À l'audience la société FONCIERE CRONOS a réduit à la somme de 1.234,05 euros ses prétentions au titre des loyers et charges échus au mois de mai 2024 inclus, et a pour le surplus demandé à la juridiction de lui adjuger le bénéfice de son assignation.
[R] [Z] a pour sa part reconnu devoir cette somme, mais a demandé à la juridiction de suspendre les effets de la clause résolutoire et de l'autoriser à s'acquitter de sa dette (en sus des loyers et charges courants) par versements mensuels successifs de 50 euros, demande que la société FONCIERE CRONOS a acceptée.
SUR CE :
Il résulte des pièces versées aux débats, notamment du contrat de bail et du décompte, et des débats eux-mêmes que [R] [Z] reste bien redevable envers la société FONCIERE CRONOS de la somme de 1.234,05 euros au titre des loyers et charges échus au mois de mai 2024 inclus. Il sera par conséquent condamné à la lui payer.
Il convient toutefois, sur le fondement de l'article 24-V et VII de la loi du 6 juillet 1989, eu égard à l'accord de la bailleresse, de suspendre les effets de la clause résolutoire et de l'autoriser à s'acquitter de sa dette (en sus des loyers et charges courants) selon les modalités qu'il propose, soit par versements mensuels successifs de 50 euros, mais de dire que faute pour lui de respecter ponctuellement ces modalités de règlement le bail sera résilié et il sera redevable jusqu'à son expulsion d'une indemnité mensuelle d'occupation égale au montant du loyer et des charges qui aurait été dû si le bail s'était poursuivi.

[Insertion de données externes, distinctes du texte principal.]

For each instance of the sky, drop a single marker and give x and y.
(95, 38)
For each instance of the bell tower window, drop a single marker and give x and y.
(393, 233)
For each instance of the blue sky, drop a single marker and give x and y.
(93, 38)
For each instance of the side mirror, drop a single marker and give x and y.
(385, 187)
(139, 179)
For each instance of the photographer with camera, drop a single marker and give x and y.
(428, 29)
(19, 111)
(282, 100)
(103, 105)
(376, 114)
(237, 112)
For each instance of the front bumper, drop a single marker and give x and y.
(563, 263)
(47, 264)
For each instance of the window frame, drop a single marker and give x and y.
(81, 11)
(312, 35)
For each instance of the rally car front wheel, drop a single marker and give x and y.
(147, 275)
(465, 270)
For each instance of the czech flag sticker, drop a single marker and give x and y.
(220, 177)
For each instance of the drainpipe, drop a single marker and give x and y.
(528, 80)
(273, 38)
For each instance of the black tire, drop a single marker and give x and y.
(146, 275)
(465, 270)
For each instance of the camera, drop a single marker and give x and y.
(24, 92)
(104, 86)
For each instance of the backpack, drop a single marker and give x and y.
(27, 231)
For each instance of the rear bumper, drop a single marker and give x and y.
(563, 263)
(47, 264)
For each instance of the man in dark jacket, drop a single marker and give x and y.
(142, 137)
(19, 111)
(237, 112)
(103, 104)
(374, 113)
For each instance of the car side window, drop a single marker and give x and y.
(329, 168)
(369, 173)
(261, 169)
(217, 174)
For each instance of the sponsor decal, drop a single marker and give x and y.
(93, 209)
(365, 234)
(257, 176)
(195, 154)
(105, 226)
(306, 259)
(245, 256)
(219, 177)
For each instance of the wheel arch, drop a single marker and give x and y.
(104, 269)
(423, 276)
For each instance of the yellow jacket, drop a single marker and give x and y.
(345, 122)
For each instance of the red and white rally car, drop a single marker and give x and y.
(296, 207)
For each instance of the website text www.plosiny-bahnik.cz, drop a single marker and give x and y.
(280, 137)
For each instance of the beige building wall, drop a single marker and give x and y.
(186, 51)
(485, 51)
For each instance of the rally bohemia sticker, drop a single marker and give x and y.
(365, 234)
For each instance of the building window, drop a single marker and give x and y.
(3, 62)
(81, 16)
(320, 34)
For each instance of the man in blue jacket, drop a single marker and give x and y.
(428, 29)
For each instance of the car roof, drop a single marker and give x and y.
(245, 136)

Cela dit il serait inéquitable de laisser à la charge de la société FONCIERE CRONOS les frais irrépétibles qu'elle a dû exposer en justice. Il lui sera alloué la somme sollicitée de 500 euros sur le fondement de l'article 700 du Code de procédure civile.
PAR CES MOTIFS :
Le juge des contentieux de la protection, statuant par jugement contradictoire, rendu en premier ressort, assorti de plein droit de l'exécution provisoire et mis à la disposition des parties au greffe :
- Condamne [R] [Z] à payer à la société FONCIERE CRONOS la somme de 1.234,05 euros à titre principal ;
- Suspend les effets de la clause résolutoire, mais dit qu'en contrepartie [R] [Z] devra s'acquitter de sa dette par versements de 50 euros à effectuer (en sus des loyers et charges courants) au plus tard le 10 de chaque mois dès le mois qui suivra celui au cours duquel interviendra la signification du jugement ;
- Dit que faute pour lui de respecter, et ce ponctuellement, ces modalités de règlement (que le manquement porte sur l'arriéré ou sur les loyers et charges courants) :
- sa dette redeviendra immédiatement exigible en totalité ;
- le bail sera résilié par le jeu de la clause résolutoire contractuelle ;
- il pourra être procédé à son expulsion, ainsi qu'à celle de tous occupants de son chef ;
- il sera redevable envers la société FONCIERE CRONOS d'une indemnité mensuelle d'occupation égale au montant du loyer et des charges qui aurait été dû si le bail s'était poursuivi, et ce jusqu'à la libération effective des lieux ;
- Le condamne en sus à payer à la société FONCIERE CRONOS la somme de 500 euros sur le fondement de l'article 700 du Code de procédure civile ;
- Le condamne aux dépens.
Ainsi jugé à Saint-Denis le 29 juillet 2024.